Hans Asperger, a pediatrician who first identified the syndrome in 1944, made good with the Nazis by referring children to one of their notorious euthanasia clinics, Medical University of Vienna medical historian Herwig Czech
revealed in the journal Molecular Autism.
Nearly 800 children who didn’t fit into the Third Reich’s criteria of “worthy to live” — meaning they lacked “racial purity” and “hereditary worthiness” — died at the Am Spiegelgrund clinic in Vienna between 1940 and 1945.
Asperger frequently referred disabled children to the clinic, according to previously untouched documents from state archives — including Asperger’s personnel files and patient case records — unearthed by Czech,
the Guardian UK reported.
The children, who had physical or psychological “defects,” were deemed undesirable and were killed through starvation and lethal injection — though their cause of death was reported as pneumonia.
While Asperger touted himself as having shielded his patients from the Nazi regime, he was a cog in its killing machine and was rewarded for his loyalty with career opportunities, Czech found.
“He was responsible for depriving of their liberty many children whom he deemed incapable of existing outside institutions,” Czech told The Guardian.
Among Czech’s findings is a photo of Herta Schreiber, a 3-year-old girl who suffered from encephalitis and died three months after being admitted to the clinic on Asperger’s orders.
The doctor had transferred her because “she must be an unbearable burden to her mother,” he wrote, and she was deemed incurable. A specimen of the toddler’s brain was found in the basement of the clinic in the late 1990s and was buried in 2002.
Asperger also often deemed sexually abused children to be responsible for what happened to them and anti-Semitic stereotypes often crept into his diagnoses, Czech wrote.

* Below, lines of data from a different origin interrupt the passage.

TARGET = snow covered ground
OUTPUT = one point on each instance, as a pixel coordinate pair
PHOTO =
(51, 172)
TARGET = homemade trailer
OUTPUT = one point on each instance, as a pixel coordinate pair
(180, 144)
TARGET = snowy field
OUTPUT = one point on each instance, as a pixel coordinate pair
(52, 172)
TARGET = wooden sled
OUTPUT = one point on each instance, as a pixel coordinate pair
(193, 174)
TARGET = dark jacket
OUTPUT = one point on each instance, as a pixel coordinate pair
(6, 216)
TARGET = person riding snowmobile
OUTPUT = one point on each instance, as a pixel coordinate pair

The doctor never acknowledged that Jews had been targeted by the Nazis, even after the end of the war.
“Asperger was not just doing his best to survive in intolerable conditions but was also complicit with his Nazi superiors in targeting society’s most vulnerable people,” the editors of Molecular Autism wrote in an editorial.
Asperger continued to work as a doctor for more than three decades after the collapse of the Nazi regime and died in 1980.

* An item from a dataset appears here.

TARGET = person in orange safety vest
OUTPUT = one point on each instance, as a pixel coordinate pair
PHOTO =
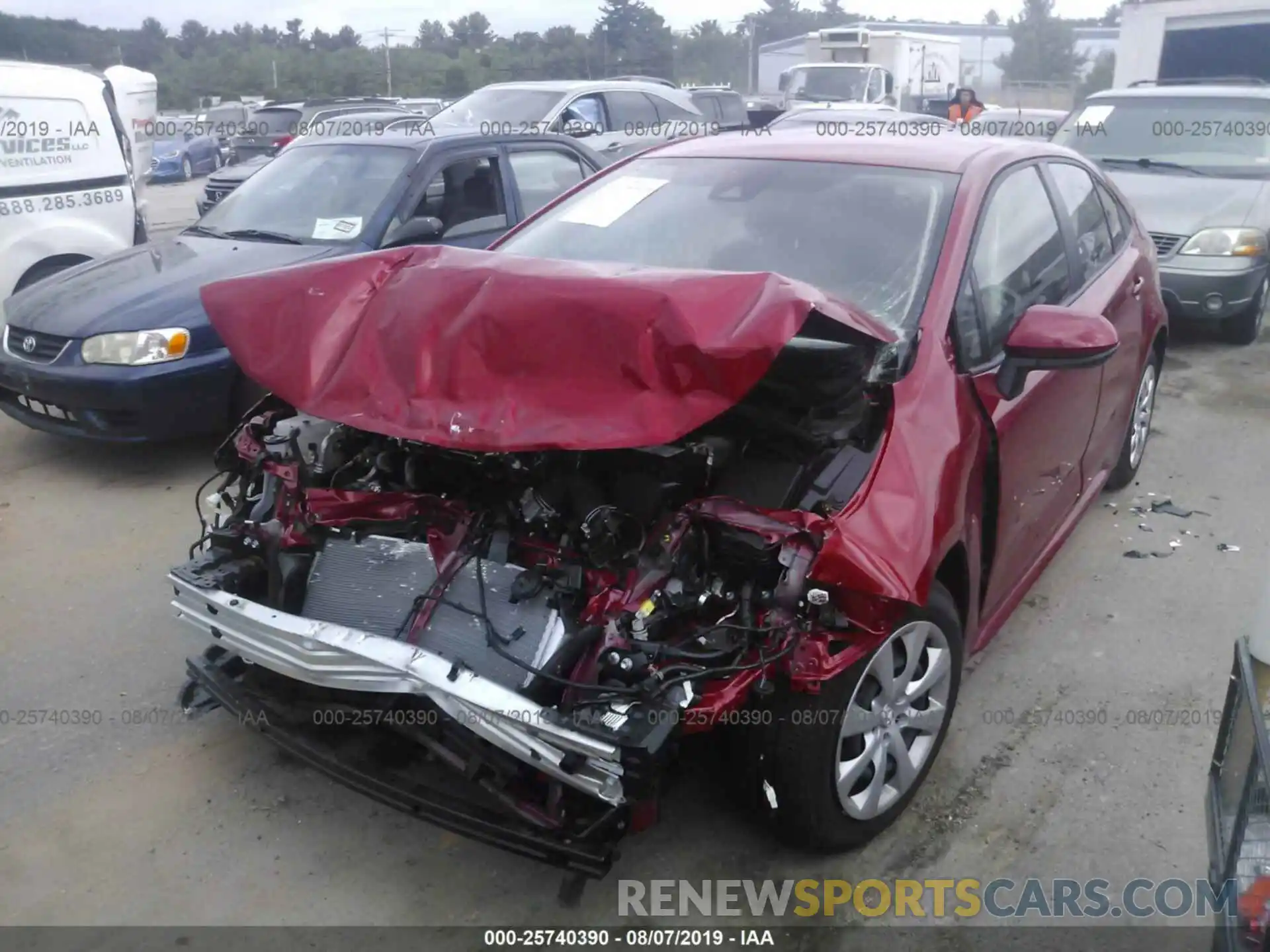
(966, 107)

In 1981, the British psychiatrist Lorna Wing renamed “autistic psychopathy” as Asperger syndrome.
Czech acknowledged that his findings will be painful for autistic people and their families.

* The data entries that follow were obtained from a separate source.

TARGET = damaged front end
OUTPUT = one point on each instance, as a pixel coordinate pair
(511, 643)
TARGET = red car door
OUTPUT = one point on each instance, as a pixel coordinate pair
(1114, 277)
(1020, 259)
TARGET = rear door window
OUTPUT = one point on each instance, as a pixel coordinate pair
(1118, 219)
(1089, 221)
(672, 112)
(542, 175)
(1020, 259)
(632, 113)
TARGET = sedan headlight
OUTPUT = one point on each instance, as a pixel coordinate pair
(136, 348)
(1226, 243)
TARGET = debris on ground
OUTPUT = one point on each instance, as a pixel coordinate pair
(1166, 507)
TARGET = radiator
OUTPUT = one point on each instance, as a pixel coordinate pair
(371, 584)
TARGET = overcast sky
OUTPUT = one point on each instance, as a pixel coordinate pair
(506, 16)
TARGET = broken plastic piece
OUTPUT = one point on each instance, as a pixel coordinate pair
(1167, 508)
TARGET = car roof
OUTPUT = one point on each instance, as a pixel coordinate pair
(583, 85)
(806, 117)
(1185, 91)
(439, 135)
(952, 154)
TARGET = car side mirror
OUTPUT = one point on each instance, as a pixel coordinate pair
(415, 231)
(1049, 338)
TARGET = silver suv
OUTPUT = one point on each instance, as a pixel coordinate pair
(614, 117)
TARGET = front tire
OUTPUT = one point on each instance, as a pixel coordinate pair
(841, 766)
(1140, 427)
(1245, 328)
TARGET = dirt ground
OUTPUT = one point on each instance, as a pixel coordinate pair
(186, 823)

“It would have been wrong for me to have withheld this information, however difficult it might be to hear,” he told The Guardian.
But, he added, there is no evidence to suggest that Asperger’s research was tainted by his horrifying role in the Third Reich.
“Purging the term Asperger from the medical lexicon would not be helpful,” he said. “Rather, this should be an opportunity to look at the past and learn lessons from it.”